Поиск сигналов по мотиву, FIMO
Задание 7.1: IC (информационное содержание)
Здесь вы сможете найти IC последовательностей Козак и их LOGO.
Задание 7.2: найти сайты разрывной транскрипции sgmRNA в геноме своего коронавируса
В этом практикуме я использовал достаточно много кода на Python, поэтому сразу прикреплю Jupyter Notebook с кодом, на который я буду ссылкаться в течение всего практикума и называть его условно "код на Python".
Для начала нам нужно было, используя FIMO, поискать в том же самом геноме коронавируса сигналы, описываемые мотивом, который мы нашли в прошлом практикуме. При этом также имело смысл поискать подобные сигналы в геномах других родственных коронавирусов, и я так и сделал: дополнительно провел поиск по геному SARS-CoV-Tar2 (тот же вид SARS, что и SARS-CoV-2, но другой штамм; геном SARS-CoV-2 далее буду называть исходным геномом), а также по геному одного коронавируса из вида Merbecovirus, который принадлежит к тому же роду Betacoronavirus, что и SARS.

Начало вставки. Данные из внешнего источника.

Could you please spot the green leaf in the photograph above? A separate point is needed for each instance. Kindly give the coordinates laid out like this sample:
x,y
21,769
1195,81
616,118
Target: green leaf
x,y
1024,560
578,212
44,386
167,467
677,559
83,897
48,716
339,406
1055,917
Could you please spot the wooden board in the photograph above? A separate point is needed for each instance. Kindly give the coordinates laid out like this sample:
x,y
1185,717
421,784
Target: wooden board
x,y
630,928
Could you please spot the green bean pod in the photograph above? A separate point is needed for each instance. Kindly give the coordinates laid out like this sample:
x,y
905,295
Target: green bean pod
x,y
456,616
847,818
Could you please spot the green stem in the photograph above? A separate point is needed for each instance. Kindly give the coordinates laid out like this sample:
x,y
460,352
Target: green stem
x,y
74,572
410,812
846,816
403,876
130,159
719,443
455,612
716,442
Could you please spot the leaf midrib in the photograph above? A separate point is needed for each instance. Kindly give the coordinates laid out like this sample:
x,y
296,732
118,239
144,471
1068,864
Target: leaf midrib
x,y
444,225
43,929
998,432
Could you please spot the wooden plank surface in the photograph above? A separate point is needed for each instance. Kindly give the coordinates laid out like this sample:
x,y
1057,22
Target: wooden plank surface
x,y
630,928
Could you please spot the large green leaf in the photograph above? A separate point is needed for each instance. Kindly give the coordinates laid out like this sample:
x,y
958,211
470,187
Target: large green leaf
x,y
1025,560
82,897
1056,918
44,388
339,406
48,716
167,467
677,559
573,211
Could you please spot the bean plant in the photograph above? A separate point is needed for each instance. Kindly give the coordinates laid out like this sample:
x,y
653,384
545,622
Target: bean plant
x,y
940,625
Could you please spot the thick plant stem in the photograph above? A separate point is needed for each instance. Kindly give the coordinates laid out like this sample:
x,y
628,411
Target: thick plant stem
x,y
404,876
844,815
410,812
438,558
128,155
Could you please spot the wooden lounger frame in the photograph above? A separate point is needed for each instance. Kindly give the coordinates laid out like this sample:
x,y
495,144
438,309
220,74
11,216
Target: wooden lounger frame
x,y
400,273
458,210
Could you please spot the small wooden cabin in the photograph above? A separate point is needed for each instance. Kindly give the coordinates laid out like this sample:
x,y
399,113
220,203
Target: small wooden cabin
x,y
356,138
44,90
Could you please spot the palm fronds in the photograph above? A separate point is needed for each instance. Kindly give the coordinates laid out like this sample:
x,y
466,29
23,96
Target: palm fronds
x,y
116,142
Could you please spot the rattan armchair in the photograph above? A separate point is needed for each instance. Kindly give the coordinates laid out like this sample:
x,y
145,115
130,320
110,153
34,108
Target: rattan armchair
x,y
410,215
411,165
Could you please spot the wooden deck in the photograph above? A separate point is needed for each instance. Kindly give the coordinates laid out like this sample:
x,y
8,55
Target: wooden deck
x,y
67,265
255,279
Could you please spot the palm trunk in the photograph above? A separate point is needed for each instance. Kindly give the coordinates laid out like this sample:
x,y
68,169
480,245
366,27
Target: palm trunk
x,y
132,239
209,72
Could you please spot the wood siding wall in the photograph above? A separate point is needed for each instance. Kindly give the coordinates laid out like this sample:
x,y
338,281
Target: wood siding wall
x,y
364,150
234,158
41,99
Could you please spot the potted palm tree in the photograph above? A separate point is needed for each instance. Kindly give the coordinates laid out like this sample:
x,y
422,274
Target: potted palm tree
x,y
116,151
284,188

С помощью кода на Python я слил все геномы в 1 файл в формате
Здесь вы сможете найти полные результаты в tsv-формате.
С помощью кода на Python я проанализировал полученные результаты и пришел к таким выводам:
- В исходном геноме нашлось 10 сигналов, из которых 2 не попали в указанные мной в прошлом практикуме upstream'ы, а также upstream'ы 3-х генов (ORF6, ORF7b и ORF10) остались обделёнными в плане сигналов. В итоге у нас получается, что сигналы нашлись у нас перед 8 из 11 генов (73% генов) при этом у всех отличный p-value, соответствующий установленному достаточно высокому порогу. Я думаю, что это можно счесть хорошим результатом, так как он достаточно близок к идеалу, заключающемуся в том, чтобы найти сигнал перед каждым поздним геном + перед полипротеином (а перед ним у нас все хорошо нашлось), то есть всего 11 штук.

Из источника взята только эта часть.